Somewhere along the way, A Tribe Called Quest became the patron saints of ’90s hip-hop—a decade during which hundreds of rappers pushed boundaries, developed new sounds and honed the art form. Since Tribe first broke up in 1999, there’s been a documentary, dozens of magazine profiles, a new album, multiple reunion tours, late-night TV performances and T-shirts in stores like Urban Outfitters.
This ubiquity is a little concerning—and I say that as someone who loves A Tribe Called Quest. I think about how Johnny Cash came to represent classic country, or Ray Charles classic soul, or Bob Marley reggae, and I think about the way icons can become dangerously adjacent to caricature. I think about the overlooked artists in this process, and how the notion of “greatness” spreads in our culture unquestioned: best-ever lists get essentially copy-and-pasted, playlists fall back on the same hits and exaltation begets more exaltation.
Luckily, both a recent book and an upcoming tribute show for A Tribe Called Quest reclaim the group from canonization, instead highlighting what made their work so deeply personal for generations of listeners.
The book is Go Ahead in the Rain: Notes to a Tribe Called Quest by Hanif Abdurraqib. Reading it is like listening to The Low End Theory with a good friend, and confiding in each other all the feelings and thoughts the music brings up. In a series of chapters moving chronologically through the group’s history, Abdurraqib doesn’t try to be all-encompassing or scholarly; with a love as personal as his, he writes from the heart, exemplified by open letters to each member of the group.

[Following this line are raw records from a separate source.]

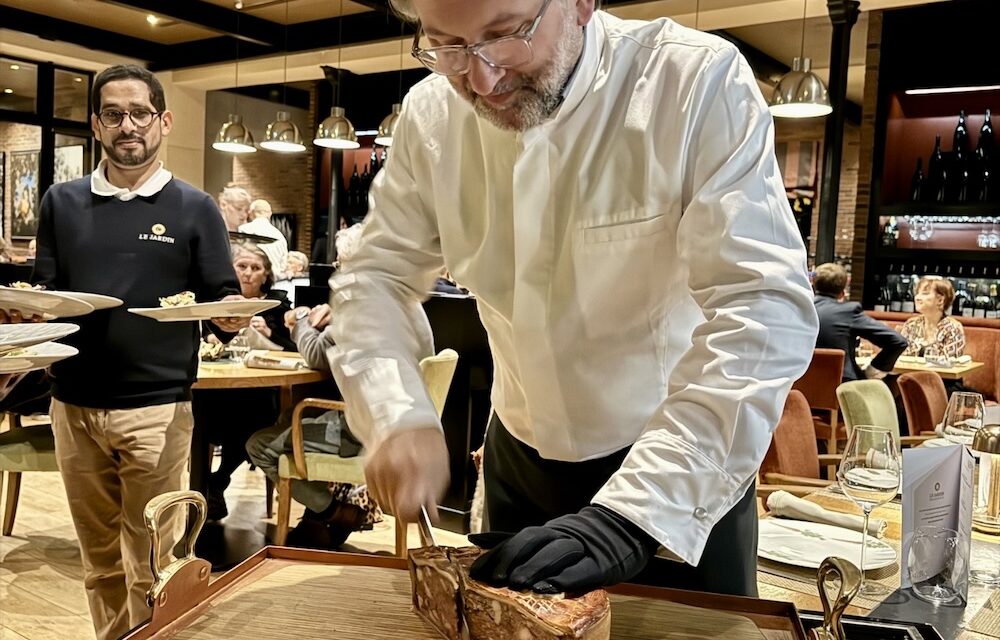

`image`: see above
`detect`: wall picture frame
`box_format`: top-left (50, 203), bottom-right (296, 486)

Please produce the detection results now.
top-left (0, 151), bottom-right (5, 234)
top-left (10, 150), bottom-right (39, 240)
top-left (54, 144), bottom-right (85, 185)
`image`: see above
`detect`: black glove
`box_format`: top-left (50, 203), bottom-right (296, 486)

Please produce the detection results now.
top-left (468, 505), bottom-right (658, 594)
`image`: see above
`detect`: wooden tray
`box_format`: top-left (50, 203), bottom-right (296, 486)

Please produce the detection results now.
top-left (122, 546), bottom-right (807, 640)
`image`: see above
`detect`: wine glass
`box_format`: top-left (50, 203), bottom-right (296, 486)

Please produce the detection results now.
top-left (942, 391), bottom-right (985, 444)
top-left (227, 330), bottom-right (251, 363)
top-left (837, 425), bottom-right (901, 597)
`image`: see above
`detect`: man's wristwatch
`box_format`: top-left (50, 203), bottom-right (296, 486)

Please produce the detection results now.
top-left (295, 307), bottom-right (310, 322)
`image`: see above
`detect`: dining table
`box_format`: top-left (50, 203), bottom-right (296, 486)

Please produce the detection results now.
top-left (891, 357), bottom-right (986, 380)
top-left (189, 352), bottom-right (331, 569)
top-left (757, 485), bottom-right (1000, 639)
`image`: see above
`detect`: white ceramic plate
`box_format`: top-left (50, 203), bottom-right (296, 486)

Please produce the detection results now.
top-left (0, 323), bottom-right (79, 355)
top-left (0, 342), bottom-right (79, 373)
top-left (128, 299), bottom-right (281, 322)
top-left (60, 291), bottom-right (123, 311)
top-left (758, 518), bottom-right (897, 570)
top-left (0, 287), bottom-right (94, 318)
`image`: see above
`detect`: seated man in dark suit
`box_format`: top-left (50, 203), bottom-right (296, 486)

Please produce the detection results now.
top-left (813, 263), bottom-right (907, 381)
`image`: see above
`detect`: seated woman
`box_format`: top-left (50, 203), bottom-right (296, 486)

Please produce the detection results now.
top-left (197, 243), bottom-right (295, 520)
top-left (899, 276), bottom-right (966, 359)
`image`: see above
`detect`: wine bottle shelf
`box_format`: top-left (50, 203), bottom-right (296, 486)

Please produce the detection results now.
top-left (873, 248), bottom-right (1000, 262)
top-left (878, 203), bottom-right (1000, 217)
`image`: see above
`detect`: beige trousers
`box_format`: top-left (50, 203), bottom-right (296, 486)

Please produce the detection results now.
top-left (51, 399), bottom-right (194, 640)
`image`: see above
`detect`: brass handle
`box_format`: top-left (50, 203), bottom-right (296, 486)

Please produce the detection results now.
top-left (811, 557), bottom-right (862, 640)
top-left (144, 490), bottom-right (209, 607)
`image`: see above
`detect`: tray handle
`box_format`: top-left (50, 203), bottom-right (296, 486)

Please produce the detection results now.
top-left (811, 556), bottom-right (862, 640)
top-left (144, 490), bottom-right (212, 613)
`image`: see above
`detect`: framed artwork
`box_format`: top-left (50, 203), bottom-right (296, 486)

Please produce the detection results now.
top-left (54, 144), bottom-right (85, 185)
top-left (775, 140), bottom-right (820, 198)
top-left (10, 150), bottom-right (40, 239)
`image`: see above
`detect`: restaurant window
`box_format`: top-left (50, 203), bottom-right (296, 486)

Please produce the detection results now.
top-left (53, 69), bottom-right (90, 122)
top-left (0, 58), bottom-right (38, 115)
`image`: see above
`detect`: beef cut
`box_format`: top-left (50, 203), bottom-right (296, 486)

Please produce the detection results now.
top-left (408, 546), bottom-right (611, 640)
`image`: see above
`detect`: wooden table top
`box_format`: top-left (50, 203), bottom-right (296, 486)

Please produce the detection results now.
top-left (891, 358), bottom-right (985, 380)
top-left (194, 352), bottom-right (329, 390)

Abdurraqib’s passion for Tribe comes from a particular time and place, when fans obsessively studied liner notes and interviews. He takes the reader through a deep knowledge of other artists from the era, of specific samples, of exact turning points in the group’s career. He understands that Tribe was great, but so was Mobb Deep. For anyone who’s listened to Tribe so many times that their music feels commonplace, part of the air, invisible, Abdurraqib brings it back to vivid presence through context and beautiful, poetic description.